Терем и все окружавшие его службы когда-то, очевидно, занимали намного больше пространства, чем осталось теперь свободным от лесных зарослей, но местоположение для них было выбрано действительно великолепное: на самой угрюмой крутизне, открытое всем стихиям и всем силам окрестных равнин, как бы говорящее о торжестве и владычестве над ними и вместе защищенное от непрошенных глаз непролазными хвойными лесами, разбросанными вокруг на многие сотни верст. Чем был этот когда-то, безусловно, величественный дом, срубленный, само собой, из вековых деревьев, кем и для чего был построен в те былинные времена, когда в этих местах еще укрывались языческие капища, а людская нога ступала так редко, что дикие звери могли чувствовать себя здесь единственными полноправными хозяевами, что стало с ним, и почему людская память не сохранила ничего о его прежней жизни, кроме полуявных, похожих на смутное эхо, слухов и темных сказаний, - ничего этого Жекки не знала, да и никто другой из ныне живущих людей, очевидно, не знал и уже не слишком стремился узнать.
Все, что сохранило время - это ушедшую под землю, а кое-где наоборот выступившую наружу каменную кладку фундамента, неровно протянувшуюся на несколько ломаных саженей.
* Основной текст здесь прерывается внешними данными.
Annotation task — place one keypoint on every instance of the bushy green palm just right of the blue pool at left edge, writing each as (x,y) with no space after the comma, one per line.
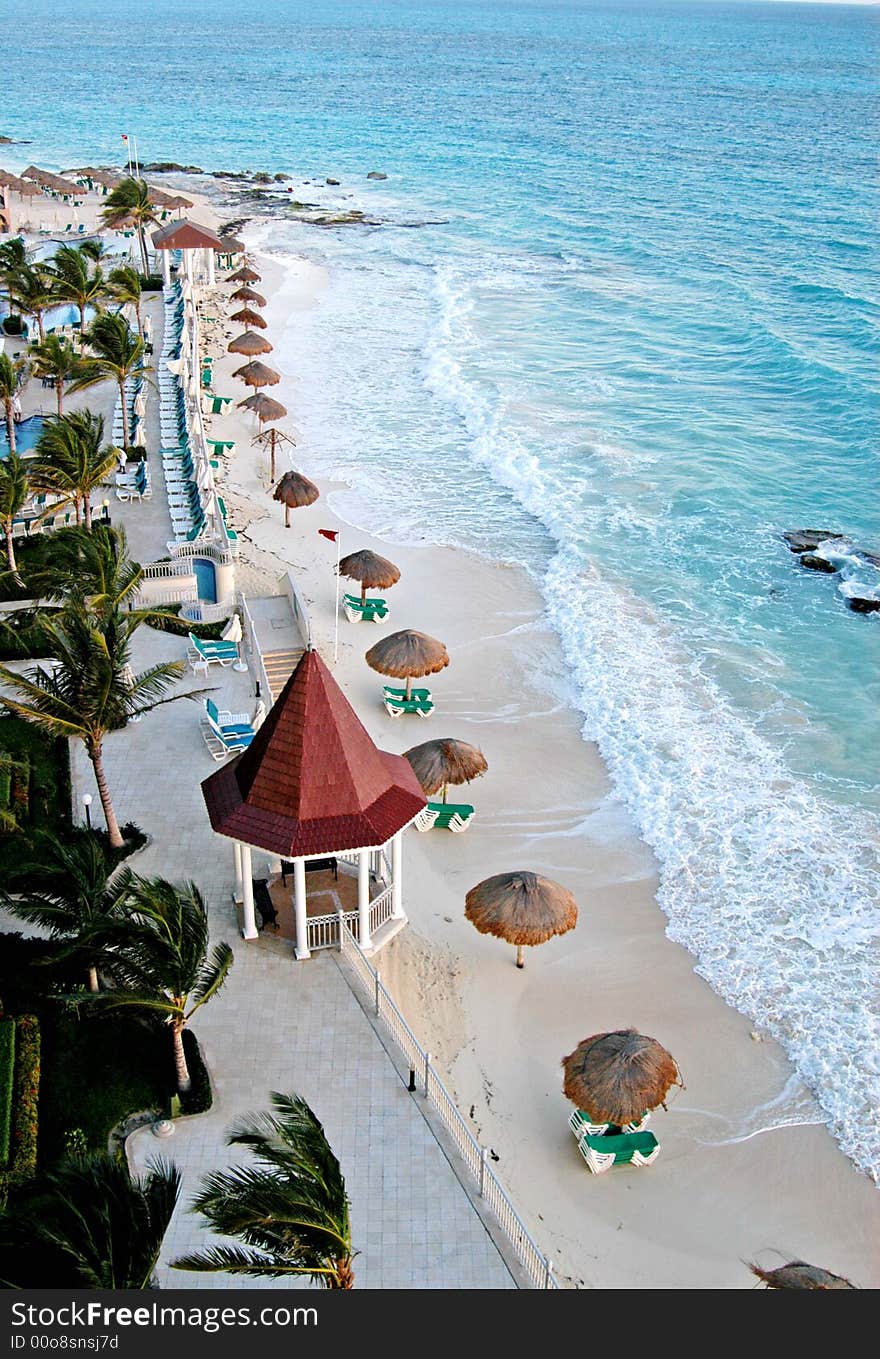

Дикий шиповник - странный сосед многих кладбищенских стен - разбрасывал алые цветы над одной особенно заметной оконечностью развалин, и его молодые кустики уже проникали дальше, за очерченный фундаментом контур. Алый цвет жизни и тихий аромат, доносимый им, производили впечатление случайности, правда, притягательной и сильной. В заметном отдалении от ярких цветов, будто в тенистом алькове, окруженном еловыми лапами, поднималось еще одно уцелевшее напоминание о былом, а впрочем, вполне возможно, и не имевшее ничего общего с кладбищем здешних руин.
Это был большой базальтовый валун, глубоко вросший в землю и тоже, как и остатки фундамента, покрытый мхом и поросший лишайником. Своим видом он напоминал грозного языческого идола. Две глубокие впадины на его, не тронутой мхами, каменистой голове были подобны мертвым глазницам, а ползущий по низу мох, кое-где проникший даже во внутренность глубокой расщелины, пересекавшей камень вдоль от середины до подножия, соответствовал густой окладистой бороде согбенного старца. У Жекки почему-то не получалось подолгу смотреть на него. Валун точно отталкивал нацеленный на него пристальный взгляд, тогда как сам не сводил мертвых впадин с любого, кто оказывался поблизости. И вид его, и это ощущение неотступности чужого тяжелого взгляда было вообще томительно и заметно подтачивало удовольствие от пребывания среди реликтовых развалин. Но Жекки неизменно тянуло сюда снова и снова. Чувствуя себя всякий раз не слишком желанным гостем, теряясь от подступавшей к сердцу необъяснимой тревоги, она все равно не могла удержаться от того, чтобы не приходить сюда.